# NEED FATTY RECIPE AND HELP



## stitan06

THINKING OF SMOKING A CHICKEN THIS WEEKEND AND ALSO THROWING A FATTY ON THIS WOULD BE THE FIRST FATTY I EVER DO SO I NEED HELP WITH ALL THE DETAILS THE HOW TOS AND ANY GOOD RECIPES WOULD BE GREAT THANKS GUYS


----------



## greenrn

I have not made a fatty yet, but can't wait to see Q-Views of yours.  :grilling_smilie:


----------



## so ms smoker

There are some great tutorials about fatties, however, they are not hard to do. First, what type do you want.  Breakfast, pizza, veggie? Roll out your sausage (or beef) end add any items you might like. Roll it up and then roll on the bacon weave, smoke to internal temp of 165-170. Enjoy!

Mike


----------



## s2k9k

http://www.smokingmeatforums.com/f/184/fatty-sticky

Some great recipes and help there^^^

The beauty of a fattie is you can pretty much put anything you want in them, the possibilities are endless.


----------



## stitan06

so what temp do i smoke it at and how much bacon a pound


----------



## rocor98

S2K9K gave you a solid link ....

Go there and read so you can see what  an average size is ... ( will take about 10 strips of bacon )  Larger could take a pound.

After you read a bit .. Go to the top of this page .. On the right .. Click on the link to Smoking-Meat.com .. Jeff has a fattie recipe posted and it will give you size and temp for that recipe .. Modify it for yours.
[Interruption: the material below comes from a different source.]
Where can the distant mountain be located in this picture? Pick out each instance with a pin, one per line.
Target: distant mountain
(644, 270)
Fattie's are smoked at high heat so a cure is not necessary ( for legal considerations it is your decision )  but if your fattie is going to take a few pounds of bacon to cover it - then  be concerned about smoking time to internal of 160 degrees .. I would recommend in that case one would obviously divide the whole to make three fatties as opposed one big one.

Tulsa Jeff crisps his bacon in the oven or on a grill ( higher heat ) .. He smokes at 230 to 240 ...  from posts I have read bacon should get crisp at about the two hour range at max vertical smoker range 250 - 275.  Again it is something you have to experience for yourself , as you will be deciding how moist you want the final product to be .. Reading as many fattie posts you can compared to a fast answer will give you a lot more mental experience and you can adjust faster ....

Have fun :yahoo:

Ross


----------



## smokinhusker

Looks like you got plenty of info for the fatty...just remember if you are smoking it with chicken, to put the chicken BELOW the fatty. You don't want any cross contamination. Good luck and don't forget the pics!


----------



## stitan06

i did two of these yesterday the one pictured was the better it had spinach prov cheese olive oil and fresh garlic the other one had bbq sauce pepperoni and chedder cheese both tasted good the one not pictured feel apart i didnt have the bacon wrap tight enough


----------



## rocor98

Looks great!   .............  Something tells me there will be more ..... 

:sausage:


----------



## jrod62

Great job on the bacon weave Thumbs Up 
Fattie looks goooooood !!! :drool


----------



## scarbelly

Looks like your first ones were a great success


----------



## smokinhusker




----------



## realtorterry

nothing wrong there


----------



## rtbbq2

Now that looks very nice............


----------



## stitan06

thanks guys tget where really good cant wait to try more


----------



## billyj571

good job


----------



## akjoefuss

SWEET! I gotta try one!


----------